Nick Cave era già con un piede fuori dalla porta di casa per il tour imminente quando la pandemia ha fermato tutto. Dopo l’iniziale senso di colpa ha tirato un respiro di sollievo: per lui si è aperto un tempo non più scandito da partenze e ritorni e ha sentito una specie di euforia, un’energia folle, un senso di possibilità nato dall’impotenza, in sostanza una liberazione.
A marzo 2020 lui e il giornalista, amico di lunga data, Seán O’Hagan hanno iniziato a telefonarsi: parlavano di questioni esistenziali, dell’arte della canzone, dell’evoluzione e della visione artistica di Nick Cave, tornando sempre al nocciolo incandescente della catastrofe e del cambiamento, sia personale sia universale. Le conversazioni sono continuate anche quando l’attività di Cave è ripresa con i consueti ritmi forsennati. Fede, Speranza e Carneficina (La Nave di Teseo, traduzione di Chiara Spaziani) è una confessione intima e lucida, in cui Cave non si tira mai indietro, nemmeno da quel buco nero che è stato la morte del figlio Arthur nel luglio del 2015, l’evento spartiacque da cui lui e la moglie Susie si sono salvati a vicenda, fino a potersi dire oggi precariamente felici.
CONCEPITO da parte di O’Hagan sul modello delle grandi interviste della «Paris Review», il libro parla molto di religione e spiritualità, di come Nick Cave lavora alle sue canzoni ormai sempre più astratte («Vivere la mia vita dentro una narrazione precisa non aveva più molto senso. Arthur è morto e tutto è cambiato. Quel senso di interruzione ha pervaso ogni cosa»), dell’ansia di iniziare un nuovo disco (evento che programma mettendo la data in agenda), della collaborazione con Warren Ellis, di Anita Lane («Era la più brava tra quelli davvero bravi e meritava di meglio dalla vita»), del rapporto con la moglie («Io e Susie siamo legati essenzialmente dall’amore e dalla catastrofe, ma c’è anche il progetto condiviso del lutto»), delle grandi separazioni artistiche (Mick Harvey, a cui chiede scusa, e Blixa Bargeld, che lo spiazzò con la sua rottura improvvisa), di Ghosteen e Carnage (gli ultimi due album), di come la perdita del figlio non sia un tema ma una condizione.

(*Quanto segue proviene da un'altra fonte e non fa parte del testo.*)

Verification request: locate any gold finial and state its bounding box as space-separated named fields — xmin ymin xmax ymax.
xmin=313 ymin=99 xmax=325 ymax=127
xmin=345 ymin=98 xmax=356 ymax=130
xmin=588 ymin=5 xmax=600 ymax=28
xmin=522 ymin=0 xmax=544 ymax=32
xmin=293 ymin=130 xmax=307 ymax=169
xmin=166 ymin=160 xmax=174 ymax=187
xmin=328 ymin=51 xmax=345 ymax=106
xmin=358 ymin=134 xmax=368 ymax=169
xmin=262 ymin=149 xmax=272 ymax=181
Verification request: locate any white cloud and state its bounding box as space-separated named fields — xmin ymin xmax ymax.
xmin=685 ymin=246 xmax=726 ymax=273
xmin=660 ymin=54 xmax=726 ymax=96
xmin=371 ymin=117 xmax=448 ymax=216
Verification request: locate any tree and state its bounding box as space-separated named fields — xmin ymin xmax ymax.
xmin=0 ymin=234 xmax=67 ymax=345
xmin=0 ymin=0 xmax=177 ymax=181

La salvezza è nel linguaggio: «Per essere costretto a soffrire pubblicamente, dovevo trovare un modo di pronunciare ciò che era successo. Trovare il linguaggio è stato, per me, la via di uscita. C’è una grande lacuna nella lingua che circonda il lutto. È qualcosa a cui non siamo abituati come società, perché è troppo difficile da esprimere e ancora di più da ascoltare. Così tante persone in lutto rimangono in silenzio, intrappolate nei loro pensieri segreti e nelle loro menti, e come unica compagnia hanno proprio coloro che sono morti».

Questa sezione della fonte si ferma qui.